‘I enjoy Assamese as much as Oriya’

She has been an ambassador of two cultures – Oriya and Assamese. Rather a bridge between the two. If Orissa has been her home, Assam has been her home-away-from home for the past two

Published: 17th July 2009 12:15 AM  |   Last Updated: 15th May 2012 10:41 PM   |  A+A-

She has been an ambassador of two cultures – Oriya and Assamese. Rather a bridge between the two. If Orissa has been her home, Assam has been her home-away-from home for the past two decades. She is Jyotsna Biswal Rout , a professor in Oriya at the Guwahati University and winner of the recently announced Central Sahitya Akademi award for literary translation. Shyamhari Chakra spoke to the writer-scholar-translator in Guwahati last week. Excerpts:
Who are the Assamese writers you have translated into Oriya?

So far I have translated novels of 10 prominent writers. They include Chandra Prakash Saikia, Bhabendra Nath Saikia, Indira Goswami, Harekrishna Deka, Nirupama Borgohain, Laxmi Narayan Bora and Apurba Sarma. Most of the books have won the Sahitya Akademi awards and the Akademi has also published the Oriya versions of these titles. I have also translated the Madala Panji (chronicle of the Jagannath temple) and Prativa Ray’s Ullanghan from Oriya to Assamese.

How did you gain a grip over the Assamese language?

As a student of Oriya language and literature (she is an MA. Ph.D and D.Litt. holder in Oriya from Utkal University and served a few years as a lecturer in Oriya in Kujanga College, Jagatsinghpur), I was always fond of learning other languages. When I came to Assam following my marriage to an IPS officer (an IGP now), I had to learn the local language. My husband further encouraged me to read Assamese newspapers that really helped me to develop a love for the rich Assamese literature and culture. Since I thoroughly enjoyed reading Assamese literature, I wished to translate these great works into my language to enable our people to share that joy. And I take pride in teaching Assamese at University level today, writing columns and essays and addressing literary gatherings and seminars in Assamese as well.

You have been the first and only professor in Oriya at Guwahati University for the past 15 years. Do students take interest in Oriya language and literature here?

We offer a one-year diploma course in Oriya and the seats were doubled this year to 20. At present five scholars are undertaking research under my guidance for their doctorate degree. This indicates the growing demand for the subject. Oriya comes under the Modern Indian Languages (MIL) department that encourages study of comparative literature. So study of Oriya helps them to go for further research on language, literature and culture. For my specialisation in language, comparative literature and culture and translation, I have been invited to present papers in Indonesia, Malayasia, Egypt, Turkey and Thailand. Thus, I believe that there is enough scope for academic achievements through this study.

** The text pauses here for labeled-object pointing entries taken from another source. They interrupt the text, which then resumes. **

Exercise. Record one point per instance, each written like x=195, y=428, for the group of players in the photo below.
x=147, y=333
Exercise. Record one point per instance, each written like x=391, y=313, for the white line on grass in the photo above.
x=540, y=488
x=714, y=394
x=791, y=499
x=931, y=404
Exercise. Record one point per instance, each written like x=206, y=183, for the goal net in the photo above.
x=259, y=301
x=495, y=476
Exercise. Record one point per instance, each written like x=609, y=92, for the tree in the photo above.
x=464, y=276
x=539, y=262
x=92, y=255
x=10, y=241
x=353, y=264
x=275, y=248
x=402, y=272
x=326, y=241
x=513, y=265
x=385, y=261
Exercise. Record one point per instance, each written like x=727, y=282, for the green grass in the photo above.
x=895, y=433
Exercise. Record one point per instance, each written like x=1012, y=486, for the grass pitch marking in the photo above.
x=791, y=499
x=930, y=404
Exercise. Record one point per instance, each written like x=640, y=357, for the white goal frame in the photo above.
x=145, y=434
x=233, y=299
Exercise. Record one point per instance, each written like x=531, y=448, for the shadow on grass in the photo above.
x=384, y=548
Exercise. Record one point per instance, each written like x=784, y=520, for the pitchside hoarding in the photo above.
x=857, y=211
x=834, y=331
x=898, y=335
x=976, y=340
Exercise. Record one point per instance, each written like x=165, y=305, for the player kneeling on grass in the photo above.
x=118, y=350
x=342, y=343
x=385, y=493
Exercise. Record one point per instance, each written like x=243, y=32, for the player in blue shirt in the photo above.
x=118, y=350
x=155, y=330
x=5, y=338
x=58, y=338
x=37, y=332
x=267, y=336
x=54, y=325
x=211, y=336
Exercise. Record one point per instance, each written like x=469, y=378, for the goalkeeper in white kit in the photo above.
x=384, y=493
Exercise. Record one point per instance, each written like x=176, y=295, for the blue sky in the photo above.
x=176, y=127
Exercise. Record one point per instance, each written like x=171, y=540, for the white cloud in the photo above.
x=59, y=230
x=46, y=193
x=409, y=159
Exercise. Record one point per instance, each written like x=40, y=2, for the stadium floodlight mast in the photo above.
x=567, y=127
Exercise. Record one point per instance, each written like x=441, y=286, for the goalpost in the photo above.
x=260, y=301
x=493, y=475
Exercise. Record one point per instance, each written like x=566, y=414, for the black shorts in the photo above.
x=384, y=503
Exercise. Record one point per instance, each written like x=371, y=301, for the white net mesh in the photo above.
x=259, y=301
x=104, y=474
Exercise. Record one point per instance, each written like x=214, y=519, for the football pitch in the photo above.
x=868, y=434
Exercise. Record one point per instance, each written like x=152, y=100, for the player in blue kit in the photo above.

You have done your best for promotion of Assamese literature and culture?
How has been the response to your work from the people here?

I am happy you asked me this because I really wanted to acknowledge the unalloyed love and respect I have been receiving here from the people, the government and the media. (She shows a letter from the present chief minister praising her for her service to Assamese society and the national award for translation). I am the first non-Assamese to be invited as an executive member of the well-known Assam Sahitya Sabha and a life member of the Assam Women Writers’ Forum. The Sabha has also twice conferred its major literary awards on me. I am a regular writer for their prestigious monthly literary magazine Goriyasee for which I write on Orissa’s culture besides short stories. They take pride in me that I speak, teach and write in their language and highlight their culture. They even want us to settle down in Guwahati after our retirement. What more could a teacher and writer  aspire for!

Do you miss links with your roots in Orissa?

Even if I and my family are away for 20 years, we preserve our cultural identity and try to serve Oriya culture to the best our ability. My husband was the president of the Oriya Association here. My daughters are very keen to learn Odissi dance. And as the executive member of the Assam Sahitya Sabha, I have convinced the Sabha and the Orissa Sahitya Akademi to collaborate in launching three literary and cultural exchange projects soon.